Friday, February 4, 2011

Founding Ma'adi

(From the November 2010 issue of the Maadi Messenger)


It takes a stretch of the imagination to conjure up an image of what this place called Maadi looked like a hundred years ago. Taking a backwards glance in time, you have to remove piece by piece the things we now take for granted. First, take away the billboards and brightly colored signs that line the streets. Then take out the cars, and all of the noises that come with them. The trash piled up at the corner, and its scent are gone too. Finally, remove the walls, fences, all of the buildings, the paved streets, the gardens. Watch the pavement beneath your feet dissolve into desert.


The sights, sounds and smells of Maadi have transformed in the last century. It was a not a tree-lined suburb, but the village Maadi al-Khabari, where inhabitants lived in mud-built homes. Today, little remains of that early existence, apart from the enduring Nile, the dust, and a railroad line running south of downtown Cairo to Helwan--once itself a resort for Egypt’s royal family.


How does a village on the outskirts of turn-of-the-century Cairo become a modern suburb, now encircled by the city’s ongoing sprawl? It began with a railroad and a business transaction. Had you picked up a copy of the British daily Egyptian Gazette on March 26, 1904 you might have missed the headline. A notice on the middle of page three announced the creation of the Egyptian Delta Land and Investment Company Limited, for the purpose of purchasing, developing, and selling land adjacent to the rail line--the same line now used by the Cairo Metro.


The company was created in association with the similarly named Egyptian Delta Light Railways Company, which a month later would purchase the railway adjacent to Maadi al-Khabari. That village would become Delta Land’s primary investment and hallmark development project, but only a privileged few knew as much at the time.

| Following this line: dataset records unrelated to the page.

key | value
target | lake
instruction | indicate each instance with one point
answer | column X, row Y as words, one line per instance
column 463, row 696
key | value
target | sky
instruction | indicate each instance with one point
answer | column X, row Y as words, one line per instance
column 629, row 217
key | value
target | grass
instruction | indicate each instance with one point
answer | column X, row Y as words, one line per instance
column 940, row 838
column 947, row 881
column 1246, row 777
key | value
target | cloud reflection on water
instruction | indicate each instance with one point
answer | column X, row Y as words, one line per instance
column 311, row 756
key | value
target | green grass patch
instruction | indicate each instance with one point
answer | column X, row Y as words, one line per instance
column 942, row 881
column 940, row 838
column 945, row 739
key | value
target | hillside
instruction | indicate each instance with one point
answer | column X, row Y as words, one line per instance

The newspaper’s larger headlines carried more pressing reports than the creation of this new business. The Russo-Japanese War waged in the east, threatening the balance of power on a global scale. Within Egypt itself, health crises were wreaking havoc at human and economic levels. The country was beset by the growing challenge of cholera and bubonic plague, as each day the Gazette reported more cases of both. Agriculture faced cattle plague and a wave of locusts that destroyed rural areas. The plague and cholera forced Egypt into a state of quarantine, hindering cross-Mediterranean commerce--a major source of profit.


In the face of such pressing issues, the creation of this land development company seems of little significance. It was just this kind of subtle news item, however, that indicated a new trend in the geography of Cairo, a trend in which residents in the 21st century continue to participate. Maadi’s story cannot be told apart from the creation of the Egyptian Delta Land and Investment Company. That unremarkable notice on page three was the first among many subtle decisions and developments continued to shape the formation of what we know of as Maadi.

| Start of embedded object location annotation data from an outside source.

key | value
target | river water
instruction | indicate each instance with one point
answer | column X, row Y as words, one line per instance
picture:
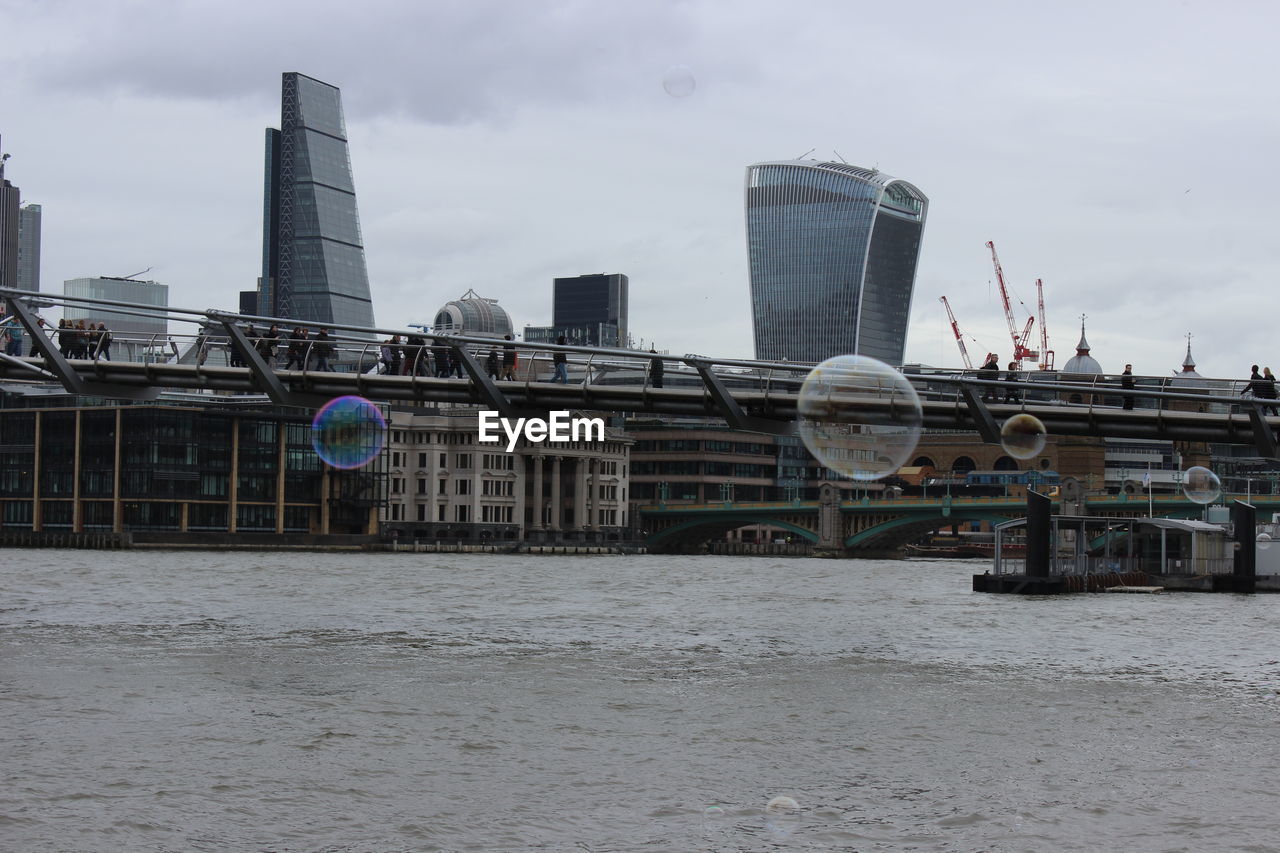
column 251, row 701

The Delta Land Company did not purchase land at Maadi Al-Khabari until 1907. Soon afterward the company’s directors began the creation of a carefully laid out suburb. It was supposed to recall the atmosphere of a small English town, with residential streets arranged in a grid, intersected by larger avenues that radiated out from a series of midans. A year later, ground broke on a handful of villas that were Maadi’s first homes.

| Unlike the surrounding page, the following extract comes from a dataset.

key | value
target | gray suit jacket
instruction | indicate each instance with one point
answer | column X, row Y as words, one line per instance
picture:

Each month this column will undertake a different journey into Maadi’s past. It will examine the intent behind the suburb’s creation, and the reasons for its various quirks, charms, and challenges. The Delta Land Company is one among many factors that informed the creation and development of Maadi. My hope is that by giving readers a richer sense of the area’s history, it will inform Maadi’s present life, offering an enriched sense of the place’s previous existence, and the lives of its former residents.